Taurine is one of the most abundant amino acids in the body. It's found in the central nervous system, skeletal muscle and is very concentrated in the brain and heart. Vegetarians with an unbalanced protein intake, and therefore deficient in methionine or cysteine may have difficulty manufacturing Taurine.

Taurine functions in electrically active tissues such as the brain and heart to help stabilise cell membranes. Taurine seems to inhibit and modulate neurotransmitters in the brain and helps to stabilise cell membranes. It also has functions in the gallbladder, eyes, and blood vessels and appears to have some antioxidant and detoxifying activity. Taurine aids the movement of potassium, sodium, calcium, and magnesium in and out of cells and thus helps generate nerve impulses. Zinc seems to support this effect of Taurine. There have been reports on the benefits of Taurine supplementation for epileptics. It has also been found to control motor tics, such as uncontrollable facial twitches. Taurines' effectiveness in epilepsy has been limited by its poor diffusion across the blood-brain barrier.

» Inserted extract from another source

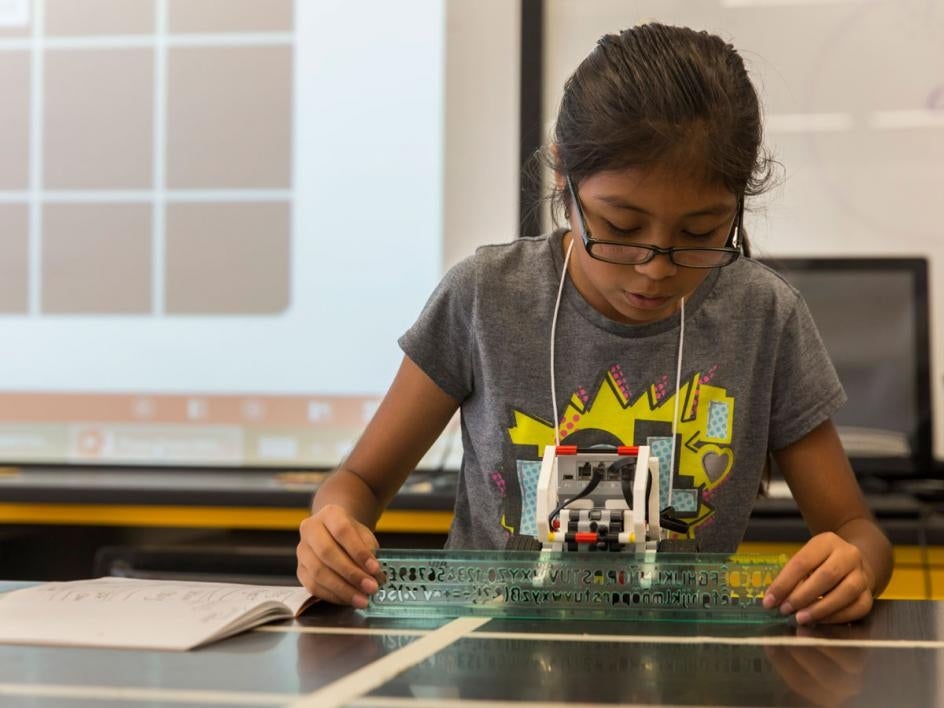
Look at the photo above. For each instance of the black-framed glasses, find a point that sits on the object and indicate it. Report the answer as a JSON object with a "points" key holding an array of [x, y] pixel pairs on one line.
{"points": [[623, 253]]}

In Japan, Taurine therapy is used in the treatment of ischemic heart disease. Low Taurine and magnesium levels have been found in patients after heart attacks. Like magnesium, Taurine affects cell membrane electrical excitability by normalising potassium flow in and out of heart muscle cells. Supplements decrease the tendency to develop potentially lethal abnormal heart arrythmias after heart attacks. People with congestive heart failure have also responded to supplementation with improved cardiac and respiratory function.

Taurine is necessary for the chemical reactions that produce normal vision, and deficiencies are associated with retinal degeneration. Besides protecting the retina, Taurine may help prevent and possibly reverse age-related cataracts. Low levels of Taurine and other sulphur containing amino acids are associated with high blood pressure, and Taurine supplements have been shown to lower blood pressure in some studies.

Taurine has been related to an increase in the metabolism of fats. Most drinks containing Taurine are high in sugar and unsuitable for dieters, however a range of "diet" sugar-free drinks have hit the market which contain the same levels of Taurine. Recent UK tests have shown that these drinks, combined with a structured diet (such as Weight Watchers™), can help the dieting process. The results have helped make Vodka and Diet Red Bull the alcoholic choice of dieters.